So I didn’t really hear my father’s stories so much as they washed over me as if they were the sea and I was a lonesome stretch of sandbar. I waited for them and they rescued me like the brave men on the white horses. And when they came, they flooded my heart and changed me into something unrecognizable and strange.
Finally, in the early morning hours when the oven had cooled down, Mama would sift into my room to turn off my fan. She would wake me up saying, “Win, come on to bed,” and Daddy would rise up like a dark mountain and stumble after her.

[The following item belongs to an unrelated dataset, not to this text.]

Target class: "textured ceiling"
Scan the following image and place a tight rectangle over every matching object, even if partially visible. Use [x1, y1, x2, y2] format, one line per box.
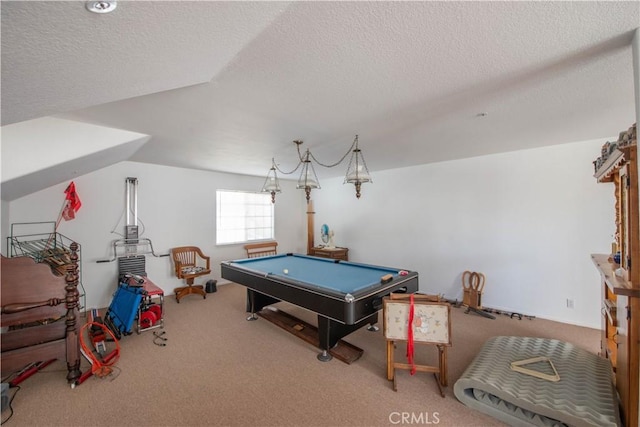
[1, 0, 640, 186]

If my father could stumble through the long night and find his way back into this story, he’d say I wasn’t telling it right. All this business about his box and Mama’s icings and Mrs. Chauncey’s ruined rug. He would say tell about the brave men of olden times, how they rode through the night on white horses, like heat lightning shooting across the sky. How they saved the precious ones from darkness. He’d say this story of mine has too much clutter.
But some stories are whiskery old men. You walk past them fast, but they snatch at you with their fingers of bone and make you stay. They hold you up to their faces and scratch you. But after going through all that, you still don’t know them. You don’t know the little boy who had one leg that was shorter than the other and a foot that turned in. The one who loved the smell of the sea in the old oyster shells on his mother’s dresser. The one who wanted to grow figs.
That one, that dark-eyed boy, is the slippery fish. What’s left is nothing but scum on the pond.
It’s easier to look deep into what you know will stay put. What doesn’t wander in and out and cry for mercy. The details. Our town of Millwood, a place on a map of the world as it was in 1963, stays calm in my mind in spite of the terrible thing that happened that summer.
It was called Millwood on account of there being a big cotton mill, which was the town’s largest employer, followed by two plants that were always in danger of exploding and in third place a fish hatchery run by the government. The Feds, Daddy would say, and his lip would curl. The plants, the Millwood Fertilizer factory and the smaller sulphuric acid plant, roosted on the north-south railroad line like two buzzards eating roadkill. Their stacks pumped out twin clouds of black soot day and night, seven days a week.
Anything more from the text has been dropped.